J'ai donc décidé, pour la première fois depuis l'existence de ce journal, de prendre des congés ; de faire une pause de quelques mois. Non pas pour arrêter définitivement l'écriture mais pour réfléchir à de nouvelles orientations, quelles qu'elles soient. (J'ai beau avoir une très grande réserve d'oxygène, l'air libre me manque, et tout ce que j'écris pour le moment me paraît beaucoup trop chargé de gaz carbonique.)
Faut-il un mot de la fin ? Non, je n'y arrive pas.

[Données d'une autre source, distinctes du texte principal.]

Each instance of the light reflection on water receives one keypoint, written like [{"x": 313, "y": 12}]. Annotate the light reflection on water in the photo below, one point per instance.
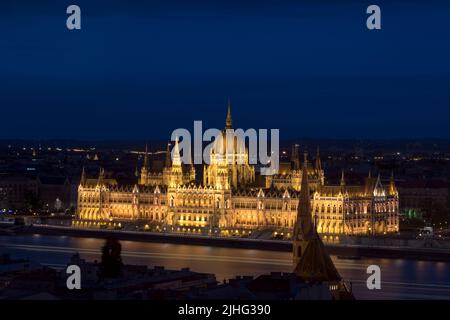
[{"x": 400, "y": 278}]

Terminons donc, amis, cette session d'écriture de la manière la plus abrupte et la plus normale qui soit : par un point.
« L'aubépine du comte Eberhard »
« Cher Monsieur Engelmann !Merci beaucoup pour votre aimable lettre et pour les livres. Le poème d'Uhland est vraiment magnifique. Il en est ainsi : si on ne cherche pas à exprimer l'inexprimable, alors rien n'est perdu. L'inexprimable est plutôt — inexprimablement — contenu dans l'exprimé ! (...) »
(Extrait d'une lettre de Ludwig Wittgenstein à Paul Engelmann,
9 avril 1917, reproduite dans Ilse Somavilla [dir.] et
François Latraverse [trad.], Ludwig Wittgenstein.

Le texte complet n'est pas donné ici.